Lei è l’orso buono e Vanessa la donna spigolosa?
«In un certo senso è così. Litighiamo per delle sciocchezze, Lei una pasionaria, è la Giovanna d’Arco di questo secolo, io sono più tollerante. Sui fondamentali la pensiamo allo stesso modo. Al Festival di Capri, a un Capodanno, lei era a disagio, c’era un ministro degli Esteri molto di destra, portami via, mi disse. Siamo andati al villaggio di orfani e ragazzi bisognosi vicino Tivoli che aiuto da tanti anni. Eravamo felicissimi».
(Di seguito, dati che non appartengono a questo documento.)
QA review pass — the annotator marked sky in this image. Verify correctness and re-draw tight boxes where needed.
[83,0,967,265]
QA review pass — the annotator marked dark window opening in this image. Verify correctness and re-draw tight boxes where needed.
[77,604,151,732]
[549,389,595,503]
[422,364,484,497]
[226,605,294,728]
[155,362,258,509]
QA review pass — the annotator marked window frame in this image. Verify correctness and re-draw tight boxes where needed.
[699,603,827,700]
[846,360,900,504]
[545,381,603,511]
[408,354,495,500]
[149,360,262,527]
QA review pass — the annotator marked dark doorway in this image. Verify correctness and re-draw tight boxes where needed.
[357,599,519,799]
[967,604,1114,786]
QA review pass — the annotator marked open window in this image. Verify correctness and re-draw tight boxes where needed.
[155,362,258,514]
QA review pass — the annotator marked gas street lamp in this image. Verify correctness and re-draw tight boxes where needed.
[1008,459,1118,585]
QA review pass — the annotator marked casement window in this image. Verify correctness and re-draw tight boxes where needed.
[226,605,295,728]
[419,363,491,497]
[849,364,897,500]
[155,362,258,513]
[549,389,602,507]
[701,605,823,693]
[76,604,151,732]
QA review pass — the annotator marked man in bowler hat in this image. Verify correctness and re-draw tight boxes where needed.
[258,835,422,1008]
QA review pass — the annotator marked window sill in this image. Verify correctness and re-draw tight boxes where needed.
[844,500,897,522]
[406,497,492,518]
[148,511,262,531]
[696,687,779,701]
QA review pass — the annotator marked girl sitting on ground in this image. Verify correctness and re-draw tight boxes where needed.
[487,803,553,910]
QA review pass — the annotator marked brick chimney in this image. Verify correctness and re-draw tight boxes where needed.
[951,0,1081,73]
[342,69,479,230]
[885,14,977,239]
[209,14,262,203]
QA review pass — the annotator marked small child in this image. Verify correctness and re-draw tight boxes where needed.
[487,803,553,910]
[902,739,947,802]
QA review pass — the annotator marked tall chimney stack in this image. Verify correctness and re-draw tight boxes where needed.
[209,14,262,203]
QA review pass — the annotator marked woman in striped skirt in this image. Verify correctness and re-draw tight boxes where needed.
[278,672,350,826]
Perché vi sposaste in segreto?
«La nostra storia ha avuto un’interruzione per trent’anni. Poi c’è venuto il desiderio della famiglia, anche su spinta dei nostri tre figli perché oltre a Carlo, ho cresciuto io Joely e la mia amatissima Natasha che non c’è più. Abbiamo fatto un rito tra noi, con lo scambio degli anelli».
Lei ha il senso delle radici.
«Vengo da una famiglia umile, mio padre era maresciallo dei carabinieri, mi ha insegnato i grandi princìpi della vita. Gli piaceva lavorare la terra e per questo acquistati un terreno a Velletri dove poteva curare l’orto. Era nato vicino a Foggia, da piccolo andavo con mio fratello che aveva problemi di salute su un carretto con l’asinello da Padre Pio. Lui, è la prima volta che lo racconto, gli toccò la gola parlandogli in dialetto. Mio fratello guarì».
Ma i suoi inizi da attore come sono stati.
«Incontrai un fotografo di Dino De Laurentiis, mi fece dei primi piani che finirono sulla scrivania di John Huston. E mi prese per Abele nella Bibbia. Quello fu il mio primo botto».